Osteoarthritis (OA), a prevalent degenerative arthritis disease, principle characterized by the destruction of cartilage and associated with the inflammatory response. Maltol, a product formed during the processing of red ginseng (Panax ginseng, CA Meyer), has been reported to have the potential effect of anti‐inflammatory. However, its specific mechanisms are not demonstrated. We investigated the protective effect of maltol in the progression of OA both in vitro and in vivo experiments. Human chondrocytes were pre‐treated with maltol (0, 20, 40, 60 μM, 24 hours) and incubated with IL‐1β (10 ng/mL, 24 hours) in vitro. Expression of PGE2, TNF‐α and NO was measured by the ELISA and Griess reaction. The expression of iNOs, COX‐2, aggrecan, ADAMTS‐5, MMP‐13, IκB‐α, p65, P‐AKT, AKT, PI3K and P‐PI3K was analysed by Western blotting. The expression of collagen II and p65‐active protein was detected by immunofluorescence. Moreover, the serious level of OA was evaluated by histological analysis in vivo. We identified that maltol could suppress the IL‐1β‐stimulated generation of PGE2 and NO. Besides, maltol not only suppressed the production of COX‐2, iNOs, TNF‐α, IL‐6, ADAMTS‐5, MMP‐13, but also attenuated the degradation of collagen II and aggrecan.

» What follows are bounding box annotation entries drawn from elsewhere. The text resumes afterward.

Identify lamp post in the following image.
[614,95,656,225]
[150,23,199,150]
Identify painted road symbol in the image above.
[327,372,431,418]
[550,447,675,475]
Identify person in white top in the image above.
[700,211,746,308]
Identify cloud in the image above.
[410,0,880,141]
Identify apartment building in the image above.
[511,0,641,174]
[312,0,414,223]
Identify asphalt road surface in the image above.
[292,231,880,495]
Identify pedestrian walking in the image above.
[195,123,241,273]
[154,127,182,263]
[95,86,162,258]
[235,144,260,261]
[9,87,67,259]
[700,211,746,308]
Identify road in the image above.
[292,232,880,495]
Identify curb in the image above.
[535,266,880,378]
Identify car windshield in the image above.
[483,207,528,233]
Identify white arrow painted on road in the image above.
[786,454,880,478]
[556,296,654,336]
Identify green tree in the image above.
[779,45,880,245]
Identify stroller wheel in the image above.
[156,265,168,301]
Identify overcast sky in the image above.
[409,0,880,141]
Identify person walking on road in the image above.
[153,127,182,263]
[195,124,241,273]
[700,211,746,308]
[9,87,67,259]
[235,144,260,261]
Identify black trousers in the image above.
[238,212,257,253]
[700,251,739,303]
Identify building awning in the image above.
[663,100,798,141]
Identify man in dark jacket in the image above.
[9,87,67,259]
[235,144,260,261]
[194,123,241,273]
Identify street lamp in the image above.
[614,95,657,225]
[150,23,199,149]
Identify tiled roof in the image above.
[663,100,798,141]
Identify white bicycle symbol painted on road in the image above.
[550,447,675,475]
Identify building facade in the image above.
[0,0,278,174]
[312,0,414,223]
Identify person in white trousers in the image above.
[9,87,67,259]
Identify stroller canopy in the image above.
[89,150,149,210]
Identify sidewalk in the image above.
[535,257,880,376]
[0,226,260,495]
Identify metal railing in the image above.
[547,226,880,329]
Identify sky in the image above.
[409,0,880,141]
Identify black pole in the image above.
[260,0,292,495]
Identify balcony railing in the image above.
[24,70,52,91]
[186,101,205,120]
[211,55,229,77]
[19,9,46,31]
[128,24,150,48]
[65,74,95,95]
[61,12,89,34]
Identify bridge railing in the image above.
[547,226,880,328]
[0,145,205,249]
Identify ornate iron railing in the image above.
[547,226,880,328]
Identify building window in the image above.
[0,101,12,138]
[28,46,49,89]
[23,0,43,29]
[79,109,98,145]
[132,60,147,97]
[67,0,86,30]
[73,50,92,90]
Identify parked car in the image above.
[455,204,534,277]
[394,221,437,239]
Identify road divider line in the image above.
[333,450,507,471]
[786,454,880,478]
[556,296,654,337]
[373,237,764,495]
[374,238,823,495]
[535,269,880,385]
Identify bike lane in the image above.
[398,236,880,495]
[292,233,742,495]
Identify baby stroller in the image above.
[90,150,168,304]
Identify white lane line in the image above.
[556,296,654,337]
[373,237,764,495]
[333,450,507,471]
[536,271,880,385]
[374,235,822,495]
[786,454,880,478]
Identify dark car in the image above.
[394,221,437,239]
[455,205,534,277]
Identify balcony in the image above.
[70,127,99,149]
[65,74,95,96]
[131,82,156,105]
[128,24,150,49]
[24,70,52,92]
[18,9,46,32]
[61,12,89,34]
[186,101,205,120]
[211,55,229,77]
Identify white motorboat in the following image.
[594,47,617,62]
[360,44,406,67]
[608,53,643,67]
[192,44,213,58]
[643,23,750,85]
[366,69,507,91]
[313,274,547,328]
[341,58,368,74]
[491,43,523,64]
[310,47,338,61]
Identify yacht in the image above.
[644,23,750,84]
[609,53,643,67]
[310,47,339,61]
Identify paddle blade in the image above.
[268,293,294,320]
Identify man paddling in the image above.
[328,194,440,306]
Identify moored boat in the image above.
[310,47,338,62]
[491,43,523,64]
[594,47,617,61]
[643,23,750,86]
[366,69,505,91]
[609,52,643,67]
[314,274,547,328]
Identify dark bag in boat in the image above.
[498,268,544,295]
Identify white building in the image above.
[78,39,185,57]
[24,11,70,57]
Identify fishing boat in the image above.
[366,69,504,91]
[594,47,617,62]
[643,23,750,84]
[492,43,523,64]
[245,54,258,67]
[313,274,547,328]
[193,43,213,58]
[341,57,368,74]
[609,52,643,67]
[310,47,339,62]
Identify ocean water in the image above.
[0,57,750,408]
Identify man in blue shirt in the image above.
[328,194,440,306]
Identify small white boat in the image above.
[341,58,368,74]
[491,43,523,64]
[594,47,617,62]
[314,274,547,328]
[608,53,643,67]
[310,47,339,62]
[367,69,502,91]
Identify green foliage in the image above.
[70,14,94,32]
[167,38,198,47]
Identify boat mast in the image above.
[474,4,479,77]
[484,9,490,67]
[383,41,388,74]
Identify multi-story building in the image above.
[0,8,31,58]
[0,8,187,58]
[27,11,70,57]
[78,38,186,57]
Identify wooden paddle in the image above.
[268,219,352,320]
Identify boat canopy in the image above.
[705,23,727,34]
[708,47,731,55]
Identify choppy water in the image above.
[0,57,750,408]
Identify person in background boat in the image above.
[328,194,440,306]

Furthermore, maltol remarkably suppressed the phosphorylation of PI3K/AKT and NF‐κB induced by IL‐1β in human OA chondrocytes. Moreover, maltol could block the cartilage destroy in OA mice in vivo. To date, all data indicate maltol is a potential therapeutic agent by inhibiting inflammatory response via the regulation of NF‐κB signalling for OA.